At 34, Sablone is everything Nishiya and Leal are not. She has a graduate degree in architecture from MIT, is an artist and a graphic designer, and has created her own shoe for Converse. For years, she was the only girl at the skateparks and already has navigated the messiness of discovery and relationships to identify as queer.

Sablone’s girlfriend back in New York, Josephine Heilpern, likes to say she “has created this Venn diagram of all these things that won’t connect but all connect in a way.”

At times, Sablone is amused to find herself in the finals of competitions surrounded by teenagers. She joked about recently seeing Leal’s mother at a skating contest and thinking, “I’m older than you.” But she also sees something bigger, an awakening, a new generation. When Nishiya and Leal started showing up at events at 11 and 12, along with other similarly intrepid girls, she knew the future had arrived.

“There will be prodigies,” she remembers thinking, and those prodigies “are here and they’re going to show other girls around the world what’s possible.”

As a street skateboarding purist, raised with the old disdain for the mainstream, Sablone had mixed feelings about the Olympics. She has held such feelings about contests for years, choosing to compete in events such as the X Games as a way to make money because female skaters couldn’t get endorsement deals that always went to men. She pushed to make the first U.S. Olympic team because street skateboarding’s first appearance in the Games seemed like something too important to miss.

But then she made Monday’s final and was in fourth place before her final trick, the lone adult still on a leader board filled with teens. She looked at the numbers and made a quick calculation. She could try something safe and hope to put herself in position to win a medal, but that seemed risky given the way Nishiya, Leal and 16-year-old eventual bronze medalist Funa Nakayama of Japan were landing outlandish tricks.

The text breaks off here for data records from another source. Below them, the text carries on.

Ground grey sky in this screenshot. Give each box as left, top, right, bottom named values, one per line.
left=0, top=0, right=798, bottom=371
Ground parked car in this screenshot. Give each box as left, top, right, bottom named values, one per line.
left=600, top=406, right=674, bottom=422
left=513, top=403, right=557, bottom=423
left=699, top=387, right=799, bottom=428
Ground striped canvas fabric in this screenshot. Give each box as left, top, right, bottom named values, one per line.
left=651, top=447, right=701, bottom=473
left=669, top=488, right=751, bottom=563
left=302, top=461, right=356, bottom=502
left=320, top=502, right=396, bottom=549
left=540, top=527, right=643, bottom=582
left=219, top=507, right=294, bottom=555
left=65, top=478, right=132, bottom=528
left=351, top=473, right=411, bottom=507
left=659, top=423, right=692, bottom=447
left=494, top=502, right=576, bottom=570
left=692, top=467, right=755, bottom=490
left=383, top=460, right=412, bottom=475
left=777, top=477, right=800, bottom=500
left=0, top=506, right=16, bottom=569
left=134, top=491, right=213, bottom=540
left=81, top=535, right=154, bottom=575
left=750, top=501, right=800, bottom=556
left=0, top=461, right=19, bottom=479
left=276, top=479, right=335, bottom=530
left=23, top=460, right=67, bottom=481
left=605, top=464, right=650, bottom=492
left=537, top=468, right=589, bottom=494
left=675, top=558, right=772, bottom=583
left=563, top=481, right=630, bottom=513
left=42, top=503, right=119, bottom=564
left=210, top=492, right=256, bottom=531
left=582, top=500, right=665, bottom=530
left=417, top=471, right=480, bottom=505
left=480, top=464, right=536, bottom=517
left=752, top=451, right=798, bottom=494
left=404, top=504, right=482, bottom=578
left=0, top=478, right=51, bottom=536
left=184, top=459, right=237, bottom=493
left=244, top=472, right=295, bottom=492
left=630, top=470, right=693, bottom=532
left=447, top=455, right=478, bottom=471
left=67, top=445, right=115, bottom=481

She decided to go for something big, a trick known as a kickflip backside 50-50 on a wide railing built onto the course. She knew she could do it, and for a moment it seemed she might — before she tumbled to the ground trying to land the attempt. The first Olympic medals would not belong to the past era of street skateboarding.

She picked up her board and walked to U.S. Coach Mimi Knoop, a contemporary from the old days. They hugged. She had done all she could. It was now the teenagers’ time.

Outside the skateboarding stadium, Nishya and Leal walked through a forest of adults, their country’s flags wrapped around their shoulders. All around them, grown-ups pushed, clutching microphones and cameras, asking questions, snapping photos.

The champions looked a little happy, a little scared and a little confused. Everything was moving fast now, their spheres getting larger, Leal’s wish of going back to being the “little girl” fading with each moment.

Skateboarding was changing fast; the old way of young bros with their own special entitlement had disappeared. The Olympics had solidified skateboarding as a women’s world, too. And they were going to be the ones to lead it.